Overall Rating: Is it just me or did Kirk not seem that upset about his son dying?/10
The Wrath Of Khan is often called the best Star Trek movie, and for good reason. It is not only the best of the franchise, but if you ask me one of the best sci-fi movies ever made. Now, I would say that this movie is not as faithful to the tone of the show as the original movie, and while that is true, the truth that is kept to the character and the intelligence of the source material keep it from being just another action movie. While this movie does have a lot of explosions and space battles, the core of the conflict between Kirk and Khan is a battle of intellect. It’s amazing not only how much story they can tell through such a simple conflict, but how much about Kirk’s character is revealed when he comes up against his intellectual equal. I also love how we see Khan, a man known for his great superior intelligence, destroy him self and everything that he worked for in the petty quest for vengeance. Everything in this movie, from the genesis device, to the Kobiyahsi-Maru, to Spock’s final sacrifice, are great cinematic set pieces that hold true to the essence of Star Trek. This movie is not only better than both is predecessor and its successors, but it’s mass appeal managed to single handedly revive the whole franchise.
Overal Rating: KHHAAAAAAAAANN/10
The first Star Trek movie is one of the least popular, but in my opinion, one of the best. It’s often criticized for the slow pace and long, silent panning shots. While these can drag a little, particularly at the beginning when you first see the Enterprise, I think they establish the tone really well. This is no longer a silly TV show, this is an epic, and these shots along with the excellent score do a fantastic job at making this movie feel big.

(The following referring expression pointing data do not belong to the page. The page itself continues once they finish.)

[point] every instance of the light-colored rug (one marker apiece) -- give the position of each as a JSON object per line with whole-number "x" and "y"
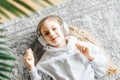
{"x": 101, "y": 18}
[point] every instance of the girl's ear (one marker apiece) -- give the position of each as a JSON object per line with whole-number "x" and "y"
{"x": 40, "y": 38}
{"x": 65, "y": 28}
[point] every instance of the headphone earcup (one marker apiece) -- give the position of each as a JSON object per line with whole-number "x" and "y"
{"x": 65, "y": 28}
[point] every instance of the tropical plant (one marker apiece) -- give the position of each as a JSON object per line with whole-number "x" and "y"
{"x": 5, "y": 67}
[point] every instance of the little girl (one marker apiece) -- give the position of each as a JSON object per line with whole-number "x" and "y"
{"x": 66, "y": 57}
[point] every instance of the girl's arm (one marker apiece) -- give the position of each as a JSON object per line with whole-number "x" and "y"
{"x": 29, "y": 59}
{"x": 96, "y": 57}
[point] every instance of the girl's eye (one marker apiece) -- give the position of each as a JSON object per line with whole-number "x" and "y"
{"x": 47, "y": 33}
{"x": 54, "y": 29}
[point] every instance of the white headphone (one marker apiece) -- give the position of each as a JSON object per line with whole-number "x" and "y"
{"x": 64, "y": 27}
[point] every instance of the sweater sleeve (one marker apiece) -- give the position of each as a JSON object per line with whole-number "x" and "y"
{"x": 34, "y": 74}
{"x": 38, "y": 75}
{"x": 100, "y": 62}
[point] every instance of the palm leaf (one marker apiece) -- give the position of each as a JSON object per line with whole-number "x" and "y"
{"x": 5, "y": 68}
{"x": 5, "y": 65}
{"x": 5, "y": 4}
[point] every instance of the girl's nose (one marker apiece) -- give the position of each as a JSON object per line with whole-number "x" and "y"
{"x": 52, "y": 33}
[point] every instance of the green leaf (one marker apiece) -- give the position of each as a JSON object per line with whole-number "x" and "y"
{"x": 2, "y": 30}
{"x": 11, "y": 8}
{"x": 6, "y": 57}
{"x": 3, "y": 13}
{"x": 5, "y": 69}
{"x": 25, "y": 5}
{"x": 47, "y": 1}
{"x": 38, "y": 3}
{"x": 4, "y": 76}
{"x": 5, "y": 49}
{"x": 2, "y": 36}
{"x": 5, "y": 65}
{"x": 3, "y": 43}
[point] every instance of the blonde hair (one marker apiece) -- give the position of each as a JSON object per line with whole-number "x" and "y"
{"x": 85, "y": 36}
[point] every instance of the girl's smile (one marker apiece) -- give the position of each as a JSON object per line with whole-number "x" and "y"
{"x": 52, "y": 33}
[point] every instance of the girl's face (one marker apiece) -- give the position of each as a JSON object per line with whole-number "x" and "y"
{"x": 51, "y": 31}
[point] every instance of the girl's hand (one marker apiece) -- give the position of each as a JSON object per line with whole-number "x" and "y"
{"x": 85, "y": 51}
{"x": 29, "y": 59}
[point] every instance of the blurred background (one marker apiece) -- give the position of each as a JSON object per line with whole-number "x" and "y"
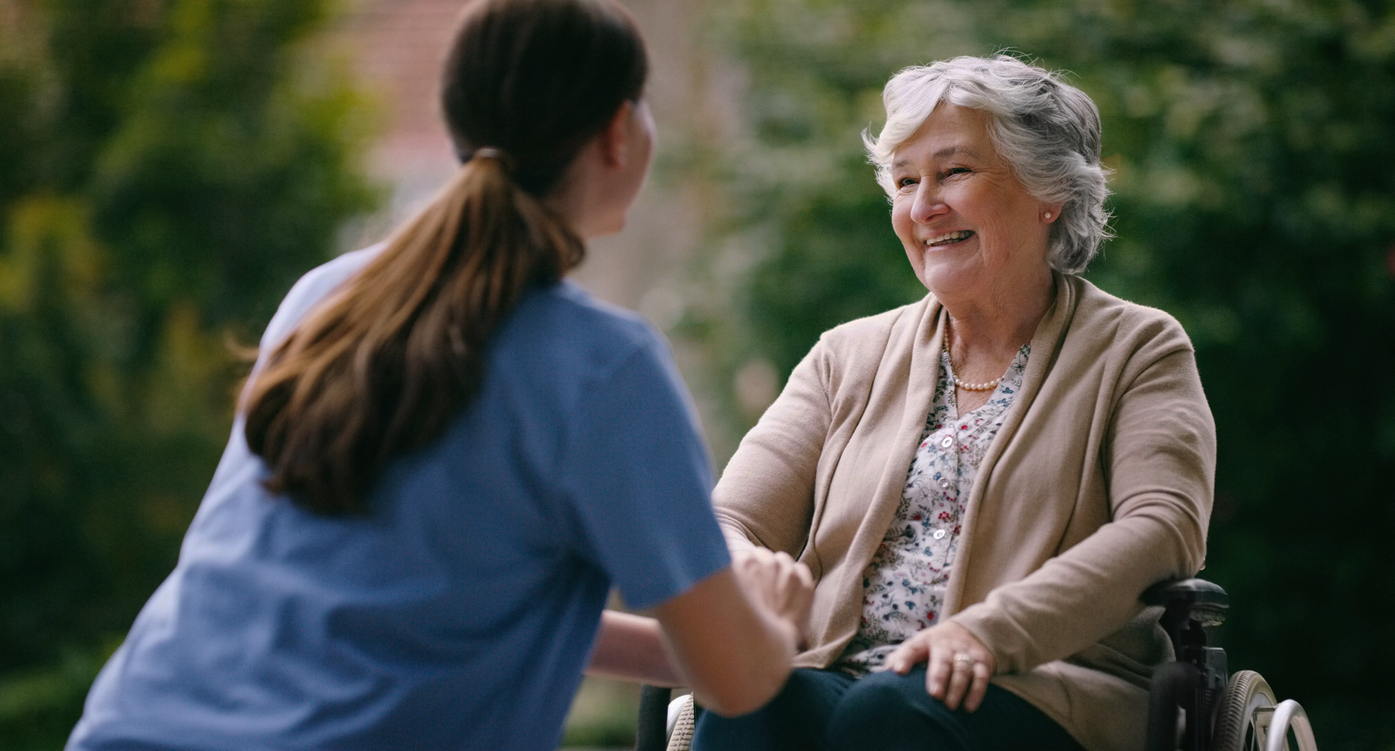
{"x": 168, "y": 168}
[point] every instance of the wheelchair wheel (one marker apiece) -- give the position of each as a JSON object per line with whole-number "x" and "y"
{"x": 1173, "y": 690}
{"x": 1245, "y": 695}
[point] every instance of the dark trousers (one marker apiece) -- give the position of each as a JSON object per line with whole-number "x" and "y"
{"x": 820, "y": 709}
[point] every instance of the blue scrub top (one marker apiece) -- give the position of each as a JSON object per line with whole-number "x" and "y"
{"x": 461, "y": 612}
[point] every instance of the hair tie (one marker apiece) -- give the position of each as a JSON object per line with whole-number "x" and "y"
{"x": 497, "y": 154}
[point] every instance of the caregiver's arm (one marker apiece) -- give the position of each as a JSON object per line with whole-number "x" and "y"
{"x": 632, "y": 648}
{"x": 734, "y": 634}
{"x": 730, "y": 637}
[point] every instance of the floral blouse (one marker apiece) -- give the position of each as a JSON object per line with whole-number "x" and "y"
{"x": 904, "y": 584}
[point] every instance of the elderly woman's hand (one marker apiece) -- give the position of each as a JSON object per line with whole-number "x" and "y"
{"x": 779, "y": 582}
{"x": 959, "y": 663}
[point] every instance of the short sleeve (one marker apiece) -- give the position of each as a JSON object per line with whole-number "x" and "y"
{"x": 638, "y": 478}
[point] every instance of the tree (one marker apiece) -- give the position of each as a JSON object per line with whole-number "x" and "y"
{"x": 169, "y": 168}
{"x": 1254, "y": 155}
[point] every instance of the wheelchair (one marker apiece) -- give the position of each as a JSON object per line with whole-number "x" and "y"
{"x": 1194, "y": 702}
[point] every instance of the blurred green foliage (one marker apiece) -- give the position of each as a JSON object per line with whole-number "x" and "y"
{"x": 1254, "y": 154}
{"x": 169, "y": 166}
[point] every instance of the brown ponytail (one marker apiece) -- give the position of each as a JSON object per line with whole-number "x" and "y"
{"x": 384, "y": 365}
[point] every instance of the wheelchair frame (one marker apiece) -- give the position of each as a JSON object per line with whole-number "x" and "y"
{"x": 1194, "y": 704}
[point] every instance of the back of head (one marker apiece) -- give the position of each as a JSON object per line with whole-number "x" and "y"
{"x": 537, "y": 78}
{"x": 1045, "y": 129}
{"x": 387, "y": 362}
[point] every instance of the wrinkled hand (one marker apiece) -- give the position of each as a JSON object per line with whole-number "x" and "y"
{"x": 959, "y": 663}
{"x": 779, "y": 582}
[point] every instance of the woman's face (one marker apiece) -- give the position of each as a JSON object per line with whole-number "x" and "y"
{"x": 968, "y": 226}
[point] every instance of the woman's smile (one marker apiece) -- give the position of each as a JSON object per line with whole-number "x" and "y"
{"x": 949, "y": 239}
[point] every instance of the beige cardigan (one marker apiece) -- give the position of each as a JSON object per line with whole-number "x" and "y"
{"x": 1097, "y": 486}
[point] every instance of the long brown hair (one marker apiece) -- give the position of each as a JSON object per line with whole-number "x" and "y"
{"x": 385, "y": 363}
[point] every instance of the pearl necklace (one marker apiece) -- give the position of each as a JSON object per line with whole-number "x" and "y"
{"x": 985, "y": 385}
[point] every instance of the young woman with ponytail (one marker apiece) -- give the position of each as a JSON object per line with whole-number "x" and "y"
{"x": 447, "y": 455}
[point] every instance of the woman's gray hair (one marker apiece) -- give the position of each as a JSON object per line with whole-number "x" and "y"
{"x": 1046, "y": 130}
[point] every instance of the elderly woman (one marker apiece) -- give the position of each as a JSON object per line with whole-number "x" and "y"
{"x": 982, "y": 482}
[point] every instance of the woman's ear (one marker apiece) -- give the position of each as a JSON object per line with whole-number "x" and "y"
{"x": 617, "y": 134}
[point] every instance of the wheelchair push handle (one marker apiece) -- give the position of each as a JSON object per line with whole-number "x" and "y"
{"x": 1189, "y": 599}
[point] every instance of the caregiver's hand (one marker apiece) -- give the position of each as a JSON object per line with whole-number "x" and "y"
{"x": 959, "y": 663}
{"x": 779, "y": 582}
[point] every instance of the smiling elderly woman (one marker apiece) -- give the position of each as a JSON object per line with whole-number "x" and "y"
{"x": 982, "y": 482}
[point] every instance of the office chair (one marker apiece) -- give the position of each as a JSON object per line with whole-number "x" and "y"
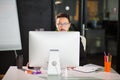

It’s everything great about the show, but on a much grander scope. In fact, I think this movie probably captures the feeling of the show better than any other Star Trek movie (except for maybe The Voyage Home). While most people will tell you that Wrath Of Kahn is the best one, I think the original Star Trek movie is worth another look. And hey, you gotta respect any space movie that comes out two years after Star Wars and doesn’t borrow from it at all.
Overall Rating: Underrated/10
Her has a relatively simple premise, and I was concerned that they wouldn’t be able to stretch and interesting story out of it. They sort of didn’t. The core story is very simple. Just your basic love story. However, it is the unbelievably skilled execution of this story and the incredibly vibrant and realistic world in which it takes place that makes this movie a must see. It’s funny, smart, and genuine, and the acting is great. Joaquin Pheonix is pulls off an amazing performance, and so does Scarlett Johansson, even as just a voice. Then there’s the cinematography and set deck. This movie is beautiful. Every shot is just so colourful and fun to look at, and the futuristic world is one of the most interesting yet believable I’ve seen in years. Now, I do think that they could have cut about 40 minutes out of the movie. There’s a while there towards the end where it seems to stay in one place more too long. The story is moving along at a steady pace, and then it starts to stagnate a bit. Having said that, I still thoroughly enjoyed every minute of this movie, and would call it a must see of 2013.